Bottomonium suppression in lead–lead collisions

A report from the ALICE experiment

The study of the production of quarkonia, the bound states of heavy quark–antiquark pairs, is an important goal of the ALICE physics programme. The quarkonium yield is suppressed in heavy-ion collisions when compared with proton–proton collisions because the binding force is screened by the hot and dense medium. This suppression is expected to be greatest for events with high “centrality”, when the heavy ions collide head-on.

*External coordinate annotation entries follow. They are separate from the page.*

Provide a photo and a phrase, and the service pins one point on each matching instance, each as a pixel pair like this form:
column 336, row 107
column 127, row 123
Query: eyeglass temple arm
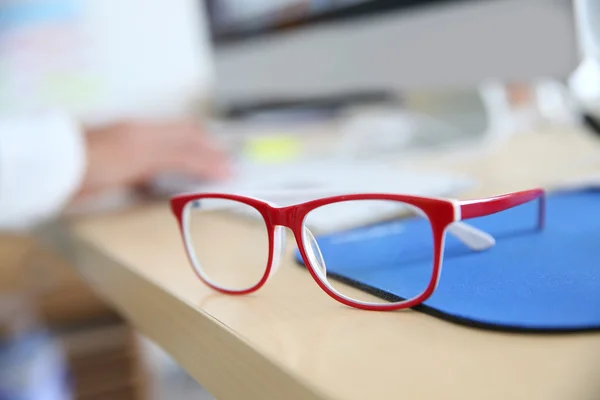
column 492, row 205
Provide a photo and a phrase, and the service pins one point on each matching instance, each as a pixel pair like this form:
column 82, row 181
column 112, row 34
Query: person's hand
column 128, row 155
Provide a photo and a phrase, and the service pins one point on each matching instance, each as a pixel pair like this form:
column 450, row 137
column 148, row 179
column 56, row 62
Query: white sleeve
column 42, row 163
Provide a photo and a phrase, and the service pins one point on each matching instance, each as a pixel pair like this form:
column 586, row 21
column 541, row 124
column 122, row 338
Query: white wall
column 105, row 58
column 154, row 55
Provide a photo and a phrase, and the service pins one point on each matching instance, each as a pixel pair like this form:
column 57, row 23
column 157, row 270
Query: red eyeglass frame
column 440, row 212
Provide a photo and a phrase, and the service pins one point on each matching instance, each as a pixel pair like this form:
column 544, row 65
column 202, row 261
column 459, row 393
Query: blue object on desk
column 530, row 280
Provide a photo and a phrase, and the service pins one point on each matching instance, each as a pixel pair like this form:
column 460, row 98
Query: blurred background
column 361, row 89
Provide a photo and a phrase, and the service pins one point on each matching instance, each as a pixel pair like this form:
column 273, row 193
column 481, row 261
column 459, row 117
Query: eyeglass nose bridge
column 284, row 216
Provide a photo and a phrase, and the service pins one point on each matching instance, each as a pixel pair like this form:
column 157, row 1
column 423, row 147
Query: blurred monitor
column 290, row 49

The ALICE collaboration has recently analysed the suppression of inclusive bottomonium (bb̅) production in lead-lead collisions relative to proton–proton collisions. This reduction is quantified in terms of the nuclear modification factor R_AA, which is the ratio of the measured yield in lead-lead to proton–proton collisions corrected by the number of binary nucleon–nucleon collisions. An R_AA value of unity would indicate no suppression whereas zero indicates full suppression. The bottomonium states ϒ(1S) and ϒ(2S) were measured via their decays to muon pairs at a centre-of-mass energy per nucleon–nucleon pair of 5.02 TeV, in the rapidity range 2.5 < η < 4, with a maximum transverse momentum of 15 GeV/c. No significant variation of R_AA is observed as a function of transverse momentum and rapidity, however, production is suppressed with increasing centrality (figure 1). A decrease in R_AA from 0.60±0.10(stat)±0.04(syst) for the peripheral 50–90% of collisions to 0.34±0.03(stat)±0.02(syst) for the 0–10% most central collisions was observed.

Theoretical models must deal with the competing effects of melting and (re)generation of the ϒ within the quark-gluon plasma,  the shadowing of parton densities in the initial state and “feed-down” from higher resonance states. Due to uncertainties on the parton density, is not yet known whether the direct production of ϒ(1S) is suppressed, or merely the feed-down from ϒ(2S) and other higher-mass states. Nevertheless, the precision of these measurements imposes significant new constraints on the modelling of ϒ production in lead-lead collisions.